How to remove duplicate lines inside a text file?
An awk
solution seen on #bash (Freenode):
awk '!seen[$0]++' filename
There's a simple (which is not to say obvious) method using standard utilities which doesn't require a large memory except to run sort
, which in most implementations has specific optimizations for huge files (a good external sort algorithm). An advantage of this method is that it only loops over all the lines inside special-purpose utilities, never inside interpreted languages.
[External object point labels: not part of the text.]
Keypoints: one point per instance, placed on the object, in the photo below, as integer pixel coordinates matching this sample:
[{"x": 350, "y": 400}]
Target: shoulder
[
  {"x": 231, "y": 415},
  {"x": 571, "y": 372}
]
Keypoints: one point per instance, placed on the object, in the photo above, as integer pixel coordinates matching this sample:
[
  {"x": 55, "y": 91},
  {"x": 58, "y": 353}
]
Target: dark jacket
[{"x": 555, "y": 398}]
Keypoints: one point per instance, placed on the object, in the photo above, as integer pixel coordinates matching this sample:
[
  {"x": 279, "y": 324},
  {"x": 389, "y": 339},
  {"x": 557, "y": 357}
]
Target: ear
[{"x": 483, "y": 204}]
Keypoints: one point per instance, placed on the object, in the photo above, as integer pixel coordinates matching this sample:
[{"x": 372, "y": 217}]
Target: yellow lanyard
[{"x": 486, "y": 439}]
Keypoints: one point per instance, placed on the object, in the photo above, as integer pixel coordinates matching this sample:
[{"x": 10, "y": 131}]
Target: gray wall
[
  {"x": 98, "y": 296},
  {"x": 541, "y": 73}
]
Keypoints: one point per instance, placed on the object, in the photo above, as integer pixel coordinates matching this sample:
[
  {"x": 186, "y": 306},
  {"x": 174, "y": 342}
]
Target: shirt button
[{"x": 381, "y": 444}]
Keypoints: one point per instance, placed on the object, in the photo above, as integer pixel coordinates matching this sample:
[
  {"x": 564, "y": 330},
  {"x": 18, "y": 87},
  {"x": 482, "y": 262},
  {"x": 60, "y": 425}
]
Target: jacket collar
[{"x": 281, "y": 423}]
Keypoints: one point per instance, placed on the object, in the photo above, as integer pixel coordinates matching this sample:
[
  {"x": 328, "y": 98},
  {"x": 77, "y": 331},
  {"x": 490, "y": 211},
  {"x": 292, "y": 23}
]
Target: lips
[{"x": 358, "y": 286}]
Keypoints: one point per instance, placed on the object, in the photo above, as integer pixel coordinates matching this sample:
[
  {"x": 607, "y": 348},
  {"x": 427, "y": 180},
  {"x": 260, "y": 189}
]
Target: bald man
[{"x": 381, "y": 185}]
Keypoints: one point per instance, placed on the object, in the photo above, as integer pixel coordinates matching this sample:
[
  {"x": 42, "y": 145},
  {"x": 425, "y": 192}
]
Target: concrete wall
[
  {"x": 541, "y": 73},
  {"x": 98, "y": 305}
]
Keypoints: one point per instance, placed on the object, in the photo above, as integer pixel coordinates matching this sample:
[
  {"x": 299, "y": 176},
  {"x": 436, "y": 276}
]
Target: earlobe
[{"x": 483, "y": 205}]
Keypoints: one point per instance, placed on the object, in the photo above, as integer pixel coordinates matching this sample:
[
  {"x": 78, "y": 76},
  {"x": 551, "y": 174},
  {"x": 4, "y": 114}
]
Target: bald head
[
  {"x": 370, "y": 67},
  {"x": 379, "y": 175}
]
<input nl -b a -s : | # number the lines
sort -t : -k 2 -u | # sort and uniquify ignoring the line numbers
sort -t : -k 1n | # sort according to the line numbers
cut -d : -f 2- >output # remove the line numbers
If all lines begin with a non-whitespace character, you can dispense with some of the options:
<input nl | sort -k 2 -u | sort -k 1n | cut -f 2- >output
For a large amount of duplication, a method that only requires storing a single copy of each line in memory will perform better. With some interpretation overhead, there's a very concise awk script for that (already posted by enzotib):
<input awk '!seen[$0]++'
Less concisely: !seen[$0] {print} {seen[$0] += 1}
, i.e. print the current line if it hasn't been seen yet, then increment the seen
counter for this line (uninitialized variables or array elements have the numerical value 0).
For long lines, you can save memory by keeping only a non-spoofable checksum (e.g. a cryptographic digest) of each line. For example, using SHA-1, you only need 20 bytes plus a constant overhead per line. But computing digests is rather slow; this method will only win if you have a fast CPU (especially one with a hardware accelerator to compute the digests) and not a lot of memory relative to the size of the file and sufficiently long lines. No basic utility lets you compute a checksum for each line; you'd have to bear the interpretation overhead of Perl/Python/Ruby/… or write a dedicated compiled program.
<input perl -MDigest::MD5 -ne '$seen{Digest::MD5::md5($_)}++ or print' >output
sort -u big-csv-file.csv > duplicates-removed.csv
Note that the output file will be sorted.